A team of academic researchers from Georgia Tech, Purdue University, and Synkhronix has developed TEE.Fail, a practical side-channel method that can extract secrets from processor-based trusted execution environments, including Intel SGX, Intel TDX, AMD SEV-SNP, and Ciphertext Hiding. The technique uses inexpensive, off-the-shelf electronics to inspect DDR5 memory traffic, exposing weaknesses in current CPU TEE protections.

How the attack works
The researchers built a physical interposition device, costing under $1,000, that sits on the server memory bus and records DDR5 traffic. By observing reads and writes between the processor and DRAM, the device creates a side channel that leaks sensitive information. The study shows this is possible despite modern protections, because the AES-XTS encryption mode used by Intel and AMD is deterministic, and therefore insufficient to prevent physical memory interposition attacks.

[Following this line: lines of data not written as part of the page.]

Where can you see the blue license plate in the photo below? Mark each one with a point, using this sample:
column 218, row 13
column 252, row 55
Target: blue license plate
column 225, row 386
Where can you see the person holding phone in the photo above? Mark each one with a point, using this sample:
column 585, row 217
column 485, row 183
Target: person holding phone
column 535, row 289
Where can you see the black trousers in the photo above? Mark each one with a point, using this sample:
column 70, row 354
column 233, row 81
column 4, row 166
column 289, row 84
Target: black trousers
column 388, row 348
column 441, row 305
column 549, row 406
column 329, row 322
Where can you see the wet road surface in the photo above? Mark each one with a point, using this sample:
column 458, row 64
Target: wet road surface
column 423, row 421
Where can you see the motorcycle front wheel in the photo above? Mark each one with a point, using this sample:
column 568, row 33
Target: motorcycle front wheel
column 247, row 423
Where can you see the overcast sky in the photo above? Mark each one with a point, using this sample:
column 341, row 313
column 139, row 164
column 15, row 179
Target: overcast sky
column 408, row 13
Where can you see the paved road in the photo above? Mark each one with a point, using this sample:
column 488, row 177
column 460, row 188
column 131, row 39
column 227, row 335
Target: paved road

What the researchers demonstrated
- Extraction of cryptographic keys from Intel TDX and AMD SEV-SNP with Ciphertext Hiding, including some attestation keys from patched, trusted machines.
- Recovery of ECDSA attestation keys from Intel’s Provisioning Certification Enclave, keys that are used to prove code or data is running inside a confidential virtual machine, CVM. If those keys are obtained, an attacker can fake attestation, read confidential data, and return forged outputs while appearing legitimate.
- Compromise of Nvidia GPU confidential computing, by using extracted attestation keys to run AI workloads without TEE protections.
- Extraction of private signing keys from OpenSSL’s ECDSA implementation, even when the code is constant-time and Ciphertext Hiding is enabled, demonstrating those measures do not prevent bus interposition attacks.
Why DDR5 matters, context
TEE.Fail is notable because it targets DDR5 memory, making it the first demonstrated physical bus interposition attack against systems using DDR5. Previous public attacks, such as Battering RAM and WireTap, focused on DDR4. The shift to DDR5 does not eliminate the physical threat, and deterministic encryption modes leave systems vulnerable.
Impact and implications
If exploited, TEE.Fail can undermine the core security guarantees of CPU TEEs, allowing attackers to pretend code and data are inside a CVM when they are not, read protected data, and manipulate outputs while still passing attestation. This affects cloud confidentiality models, AI workloads that rely on GPU confidentiality, and any system relying on attested TEEs for secrecy.
Mitigations and vendor response
Researchers recommend software-level countermeasures to avoid deterministic encryption patterns, however these changes may be costly to implement. Both AMD and Intel reiterated that physical, direct memory bus attacks are out of scope for their threat models, and neither announced immediate hardware mitigations.